The geometric complexity and precision tolerances offered by chemical etching make it not just a desirable manufacturing process but, in some instances, the only technology suitable for mission or safety-critical metal components.
This process comparison table shows some of the key criteria sought by design engineers when specifying sheet metalworking technologies and highlights where chemical etching is most suitable.

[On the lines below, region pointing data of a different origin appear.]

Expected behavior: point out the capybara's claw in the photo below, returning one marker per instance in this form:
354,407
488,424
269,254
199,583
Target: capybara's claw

Want to learn more about how chemical etching compares?
Process comparison table
Photo etching | Laser cutting | Stamping | Wire EDM | Water jet | Electroforming | |
---|---|---|---|---|---|---|
Sampling | Low cost | Low cost | High cost | Low cost | Low cost | Medium cost |
Metals | Nearly all metals | Nearly all metals | Nearly all metals | Conductive metals | Nearly all metals | Nickel and copper |
Hardness | No restriction | No restriction | Problems with soft, hard or brittle metals | Hardness is a consideration | Hardness is a consideration | Typically 200-670 HV |
Stress | No stress | Thermal stress on cutting edge | Stress at cutting edge | Deformation, tempering and structural changes may occur | Limited stress on cutting edge | Low-stress |
Burrs | No burring | Micro burring | Partial burring | Micro burring | Micro burring | No burring |
Tooling and design changes | Quick, easy and cost effective | Quick, easy and cost effective | Expensive and time consuming | Quick, easy and cost-effective | Quick, easy and cost- effective | Quick, easy and cost-effective |
Typical lead times | Seven days | Seven days | Six weeks - six months | Seven days | Seven days | Seven days |
Tolerance as a percentage of metal thickness | ±10% | ±5% | ±10% | ±10% | ±15% | ±5% |
Can parts be supplied in sheets for easy counting/handling? | Yes | Yes | Not easily | Yes | Yes | Yes |